It’s no secret that the Hollywood Comet loves musicals.
In 2010, I revealed I had seen 400 movie musicals over the course of eight years. Now that number is over 600. To celebrate and share this musical love, here is my weekly feature about musicals.
This week’s musical:
Heidi (1937) – Musical #621
20th Century Fox
Shirley Temple, Jean Hersholt, Arthur Treacher, Helen Westley, Thomas Beck, Mary Nash, Sidney Blackmer, Pauline Moore, Mady Christians, Marcia Mae Jones, Delmar Watson, Sig Ruman
Heidi (Temple) is an orphan who has been living with her aunt Dete (Moore) for six years since her parents died. Dete abruptly takes Heidi to her grandfather’s (Hersholt) when she has a job offer in Frankfurt. Her grandfather, Adolph Kramer, has the reputation of being as a grump in the village, because he has lived alone since turning out Heidi’s father when he married her mother. While the two are bonding, Dete returns to get Heidi so she can be a companion to a rich, wheelchair-bound girl (Jones).
• Based on the story by Johanna Spyri and published in 1880.
• The mountain scenes were filmed at Lake Arrowhead, Cali.
• The goat, Old Turk, who butts Heidi originally was butting Shirley Temple. She was outfitted with padding and wrote in her autobiography that it was fun. However, Gertrude Temple was unhappy about this and a stand-in was brought in. Temple was unhappy about this, because she felt like she wasn’t able to do the job, she wrote in her autobiography “Child Star.”
• When Shirley Temple was supposed to be milking a goat, she couldn’t get it to work, so the prop department surprised her and had the milk shoot in her face. Temple thought she did it, but then realized the prop dept did it, according to her autobiography “Child Star.”
• The Christmas scenes
• “In Our Little Wooden Shoes” performed by Shirley Temple
• “Silent Night” performed Shirley Temple
Sometimes while I’m working on Musical Monday, I wonder if a movie really should be considered a musical. I’ve written about this several times, like with the movie Irene.

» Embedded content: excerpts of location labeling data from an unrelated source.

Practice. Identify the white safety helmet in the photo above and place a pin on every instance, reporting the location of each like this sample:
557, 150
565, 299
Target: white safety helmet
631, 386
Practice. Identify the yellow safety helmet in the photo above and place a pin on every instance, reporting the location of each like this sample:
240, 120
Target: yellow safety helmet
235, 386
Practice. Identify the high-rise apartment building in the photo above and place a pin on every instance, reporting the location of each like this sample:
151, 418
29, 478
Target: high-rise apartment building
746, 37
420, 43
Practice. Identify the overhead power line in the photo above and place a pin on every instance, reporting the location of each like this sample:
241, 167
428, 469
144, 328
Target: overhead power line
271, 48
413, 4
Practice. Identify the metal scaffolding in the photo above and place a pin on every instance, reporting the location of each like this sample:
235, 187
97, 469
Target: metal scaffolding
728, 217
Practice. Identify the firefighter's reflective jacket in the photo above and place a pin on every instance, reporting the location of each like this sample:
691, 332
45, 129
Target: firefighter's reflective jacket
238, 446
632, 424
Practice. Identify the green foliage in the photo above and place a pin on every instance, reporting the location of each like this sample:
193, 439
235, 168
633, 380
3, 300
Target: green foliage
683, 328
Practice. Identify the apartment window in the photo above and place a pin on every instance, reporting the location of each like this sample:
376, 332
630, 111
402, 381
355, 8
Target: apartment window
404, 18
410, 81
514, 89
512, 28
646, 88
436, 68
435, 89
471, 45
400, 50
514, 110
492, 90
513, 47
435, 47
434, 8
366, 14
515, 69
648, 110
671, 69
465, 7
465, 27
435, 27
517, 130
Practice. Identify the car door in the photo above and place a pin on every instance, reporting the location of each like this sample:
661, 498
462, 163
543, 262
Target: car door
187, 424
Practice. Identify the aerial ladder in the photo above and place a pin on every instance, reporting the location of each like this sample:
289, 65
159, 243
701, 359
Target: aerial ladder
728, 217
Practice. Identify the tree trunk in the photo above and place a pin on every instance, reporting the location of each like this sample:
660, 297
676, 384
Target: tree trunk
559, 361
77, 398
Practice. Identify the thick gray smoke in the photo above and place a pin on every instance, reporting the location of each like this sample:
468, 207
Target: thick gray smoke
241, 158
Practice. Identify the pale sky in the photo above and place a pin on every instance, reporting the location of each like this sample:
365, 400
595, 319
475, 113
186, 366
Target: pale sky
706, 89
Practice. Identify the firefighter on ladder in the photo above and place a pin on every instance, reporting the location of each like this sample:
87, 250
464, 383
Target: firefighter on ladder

Lots of factors go into this decision. How many songs are in the film, if there are multiple dance numbers even if there aren’t many songs, and the length of the film.

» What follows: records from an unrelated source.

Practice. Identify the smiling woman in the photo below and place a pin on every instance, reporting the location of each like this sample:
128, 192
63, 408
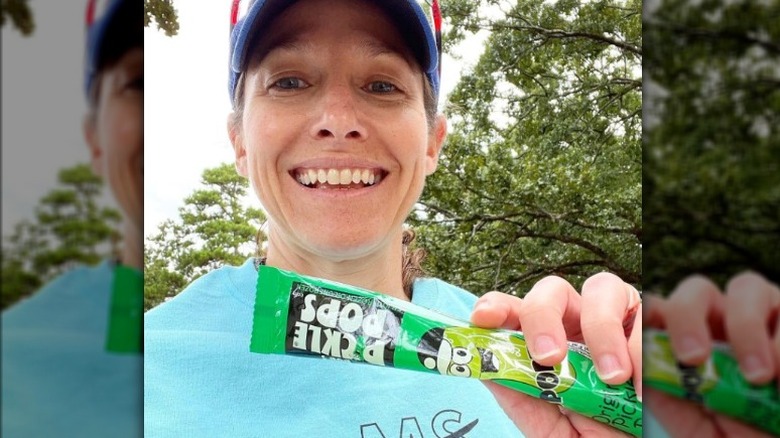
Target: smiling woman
334, 123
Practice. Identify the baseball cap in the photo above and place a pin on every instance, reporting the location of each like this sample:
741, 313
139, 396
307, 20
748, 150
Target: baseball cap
112, 27
254, 16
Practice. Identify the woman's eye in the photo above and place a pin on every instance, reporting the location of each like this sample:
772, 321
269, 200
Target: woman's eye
136, 84
290, 84
381, 87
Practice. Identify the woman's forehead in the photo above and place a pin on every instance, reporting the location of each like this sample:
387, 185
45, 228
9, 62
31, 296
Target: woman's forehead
300, 30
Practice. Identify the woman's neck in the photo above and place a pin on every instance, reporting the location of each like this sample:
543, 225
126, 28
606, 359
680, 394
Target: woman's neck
132, 252
379, 271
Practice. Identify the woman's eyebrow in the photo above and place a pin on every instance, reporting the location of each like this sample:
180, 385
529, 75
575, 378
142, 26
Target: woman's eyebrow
374, 48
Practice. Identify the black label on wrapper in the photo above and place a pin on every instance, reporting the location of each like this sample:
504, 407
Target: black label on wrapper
330, 323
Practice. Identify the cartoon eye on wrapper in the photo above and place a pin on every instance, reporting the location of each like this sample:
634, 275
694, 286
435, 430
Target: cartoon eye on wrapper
459, 370
461, 356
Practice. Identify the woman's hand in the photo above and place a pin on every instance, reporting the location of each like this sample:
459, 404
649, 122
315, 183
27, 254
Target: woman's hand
607, 317
695, 314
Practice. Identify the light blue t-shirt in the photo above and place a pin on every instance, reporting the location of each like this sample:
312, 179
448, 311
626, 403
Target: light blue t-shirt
201, 380
57, 377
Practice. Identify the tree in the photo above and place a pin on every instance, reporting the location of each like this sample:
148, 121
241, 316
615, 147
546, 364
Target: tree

In the case of “Heidi” (1937), I personally wouldn’t consider it a musical, however multiple reviews and write-ups on the film called it a musical.
“Heidi” (1937) only has two songs – a dream sequence of “In Our Little Wooden Shoes” and “Silent Night.”
“In Our Little Wooden Shoes” is a dream sequence while Grandfather is reading Heidi a story. Shirley Temple loses her signature curls for Swedish-like braids and dances around in wooden clogs.
“Silent Night” is sung by the cast and chorus during the Christmas scene. It starts out inside the Sesemann home, and then the camera pans out into the streets and people bustling in the streets and riding in carriages are singing as well.
Child actress Shirley Temple had been in film shorts since 1932 and feature films since 1933. In 1937, she was still a major box office draw, but director Allan Dwan felt that her career was slipping. Her mother was also concerned about her starting to act, rather than just using her personality, according to the autobiography “Child Star.”
Until this week, I hadn’t seen “Heidi” (1937) since I was 12 years old. I didn’t remember much about it, and ended up really enjoying the film. It’s a heartwarming tale, but also frustrating. Jean Hersholt is wonderful as the grumpy old man who’s heart is softened by a little girl. Mary Nash is perfect at playing the woman you love to hate who is caring for invalid child, Klara, played by Marcia Mae Jones.
While there is some uncertainty about if “Heidi” is a musical or not, I would certainly call it a Christmas film.
The climax of the film is set at Christmas. Heidi was taken from her Grandfather without his permission by Aunt Dete to be Klara’s companion. Grandfather has been hiking the 100 miles to Frankfurt to find Heidi and arrives on Christmas Eve.
Klara’s father, played by Sidney Blackmer, is often not home. He finally returns home for the holidays. He gives the two girls gifts, and Klara gives her father the wonderful surprise of her good health.
While Grandfather searches for Heidi, they narrowly miss each other in the street. He experiences issues with the police, because they think he is crazy, but finally the two are reunited.
The Christmas scene is also heartwarming as Heidi, who has never experienced such a lavish holiday or received gifts, walks up to the large Christmas tree in awe.
The tone of the story of “Heidi” is also perfect for the holiday season, since it is a great family story.
I would say this is one of Shirley Temple’s better roles, even if you aren’t a Temple fan, I would suggest checking this one out.